Tuesday, March 20, 2012

Couple of things to watch



I have been thinking more and more about the area delineated the intersection of by computers, the internet, blogging, free speech, and commercialisation.

Boring shit in other words.

But more and more, I am thinking that the way that we maintain our current hobby is not due for a long life cycle.  Doesn't make a lot of sense for it to be working the way that it does.

Google is a billboard.  A way to attach human eyeballs to the advertisements of companies who want to sell them shit.   James Whittaker was a pretty big player over in googleland and he just quit (after lining his pockets well with other peoples money) because he had a sudden epiphany that that was the true nature of the business.   The article just about make me shoot tea out of my nose.  I cannot for the life of me figure out which is the better visual, that of a whorehouse piano player getting religion and stalking out, or the clip above.

What Mr. Whittaker says is absolutely correct, but more than anything, Google is a fashion driven stock-selling machine.  All the technology companies are the same thing.  Facebook is the new current darling of the pump and dump crowd.  Apple is so vastly overvalued as to be ..... hell, I just don't know how to describe it.

Look, the whole worldview and business model of these companies is get rich or die trying.  So, back to the first three paragraphs.  Google is a money making proposition.  How long will little parasites like us be allowed a free ride on the bandwidth of Google for our hobbies?

Keep reading, I have the outlines of the next three posts in the works and I think that I have the seed of a possible option.

1 comment:

russell1200 said...

If you drink mint tea at least your sinuses will be cleared out after that happens.

There are direct cash payments to your cable, cell phone and/or landline phone company. That pays for a lot of the routing.

Paying for clicks was a lot the noise and confusion when google started up, but a lot of it is all about data-mining. It gives companies, governments, whatever with realtime data on what is actually happening: down to the individual level if needed. The early 20th century fascists’ wet dream.

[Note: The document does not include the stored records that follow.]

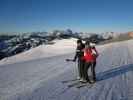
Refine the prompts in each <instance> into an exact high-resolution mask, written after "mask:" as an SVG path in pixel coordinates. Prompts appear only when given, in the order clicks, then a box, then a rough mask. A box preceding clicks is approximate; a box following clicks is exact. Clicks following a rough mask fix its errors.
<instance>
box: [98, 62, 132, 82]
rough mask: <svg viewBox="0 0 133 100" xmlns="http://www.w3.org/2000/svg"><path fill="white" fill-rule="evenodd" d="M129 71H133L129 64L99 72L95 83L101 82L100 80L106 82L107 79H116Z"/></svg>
mask: <svg viewBox="0 0 133 100" xmlns="http://www.w3.org/2000/svg"><path fill="white" fill-rule="evenodd" d="M129 71H133V64H129V65H123V66H120V67H118V68H114V69H111V70H108V71H105V72H100V73H98V74H97V75H96V76H97V81H102V80H106V79H109V78H113V77H116V76H118V75H122V74H124V73H126V72H129Z"/></svg>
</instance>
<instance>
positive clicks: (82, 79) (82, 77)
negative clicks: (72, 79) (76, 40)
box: [73, 39, 85, 80]
mask: <svg viewBox="0 0 133 100" xmlns="http://www.w3.org/2000/svg"><path fill="white" fill-rule="evenodd" d="M84 48H85V45H84V44H83V42H82V40H80V39H79V40H77V48H76V54H75V56H74V59H73V61H74V62H75V61H76V59H78V72H79V77H77V79H79V80H83V72H84V70H83V69H84V68H83V67H84V61H83V59H82V58H83V55H84V52H83V49H84Z"/></svg>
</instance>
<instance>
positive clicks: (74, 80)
mask: <svg viewBox="0 0 133 100" xmlns="http://www.w3.org/2000/svg"><path fill="white" fill-rule="evenodd" d="M78 80H79V79H70V80H64V81H62V83H69V82H74V81H78Z"/></svg>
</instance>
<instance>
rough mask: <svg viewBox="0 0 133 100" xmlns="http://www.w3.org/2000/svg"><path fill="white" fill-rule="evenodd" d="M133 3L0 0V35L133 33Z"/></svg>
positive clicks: (82, 1)
mask: <svg viewBox="0 0 133 100" xmlns="http://www.w3.org/2000/svg"><path fill="white" fill-rule="evenodd" d="M132 5H133V0H0V32H32V31H52V30H54V29H61V30H62V29H67V28H70V29H72V30H73V31H78V32H79V31H82V32H106V31H115V32H125V31H133V7H132Z"/></svg>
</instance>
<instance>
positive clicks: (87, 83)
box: [76, 83, 94, 89]
mask: <svg viewBox="0 0 133 100" xmlns="http://www.w3.org/2000/svg"><path fill="white" fill-rule="evenodd" d="M93 85H94V84H90V83H81V84H79V85H77V86H76V88H78V89H80V88H82V87H86V86H87V87H88V88H91V87H92V86H93Z"/></svg>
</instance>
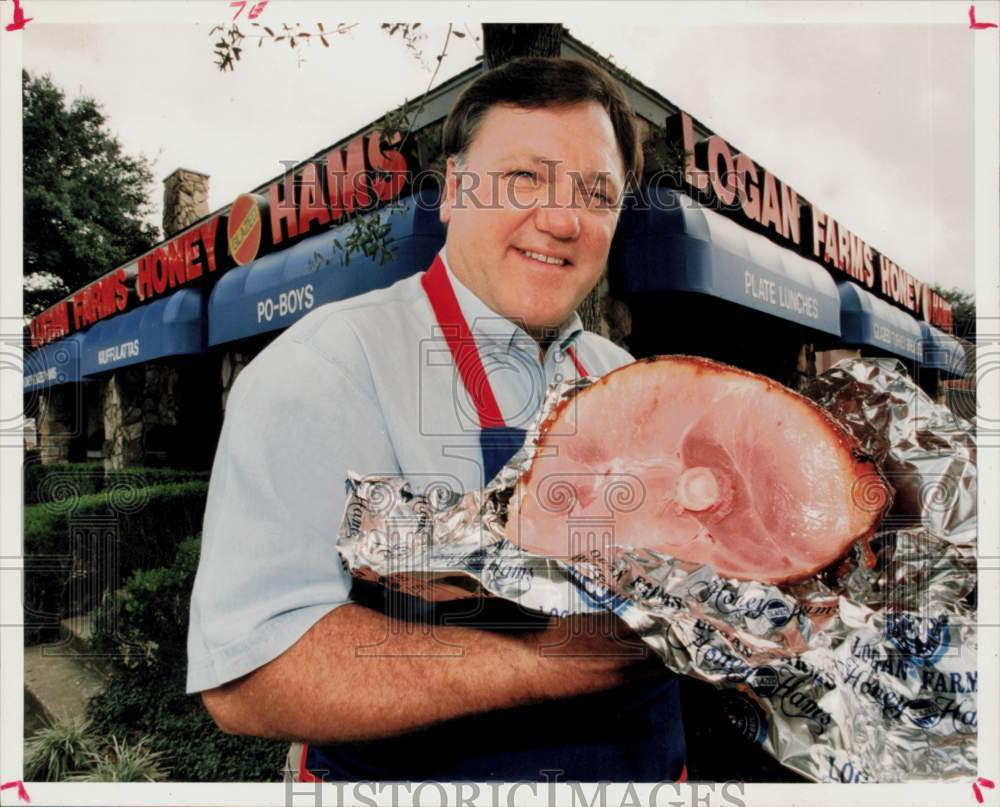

Not everyone is in a position to use the data. If you sell hotdogs in front of Lowe’s Hardware store on the weekends, it might tell you to stock up on a little extra relish: not worth the price of admission. But to the large operators it is extremely valuable.

Think of it this way. The old adage has been that ½ of advertising is a complete waste of money. But you didn’t know which half. Cut that down to 20% of advertising is a waste of money, and make the remaining 80% 5-times more effective and you have a lot of power.

While money is power, or maybe more accurately power-once-removed, the next step would be to turn it to actual power.

Note that the book I reviewed, Patron Saint of Plagues, comes at it from a slightly different angle, but essentially has the same theme. And the totalitarians do use the power, and do kick but.